A decisão de Morales foi tomada depois de uma série de protestos que bloquearam estradas e que terminaram com manifestantes ocupando um quartel e prendendo cerca de 20 militares.
Evo investigado
Morales é acusado de “estupro e tráfico de pessoas” por manter relações com uma menina de 15 anos em 2015, quando ainda era presidente e, de acordo com a denúncia, ele teria tido uma filha com a adolescente em 2016. O ex-presidente da Bolívia não compareceu para depor na Delegacia Geral de Polícia de Tarija.
O ex-mandatário ainda foi acusado pelo ministro da Justiça, César Siles, de criar uma rede de jovens de 14 a 15 anos para ter a sua disposição enquanto era presidente. O ministro disse que esse grupo seria chamado de “Geração Evo”. Os pais da jovem também estariam sendo investigados porque supostamente receberam dinheiro ao entregá-la ao ex-presidente em troca de favores.

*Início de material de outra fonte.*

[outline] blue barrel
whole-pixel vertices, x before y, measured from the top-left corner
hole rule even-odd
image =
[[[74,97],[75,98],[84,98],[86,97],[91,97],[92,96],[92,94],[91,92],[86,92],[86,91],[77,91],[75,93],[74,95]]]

De acordo com a lei boliviana, caso ele não se apresentasse para depor, a Justiça poderia determinar uma ordem de captura para que Morales deponha. Siles reforçou que Evo estaria sujeito à prisão caso não comparecesse.
O objetivo da defesa do ex-presidente é transferir o julgamento para Cochabamba, cidade onde vive Evo Morales, usando um artigo do Código de Processo Penal que faz referência ao “juízo natural”, ou seja, o direito de ser processado na jurisdição em que vive. Para o advogado Jorge Pérez, o processo “nasceu morto” por ter sido encerrado em 2020.
Evo Morales criticou a investigação, dizendo que as acusações são “inventadas” e têm como objetivo forçar um processo criminal.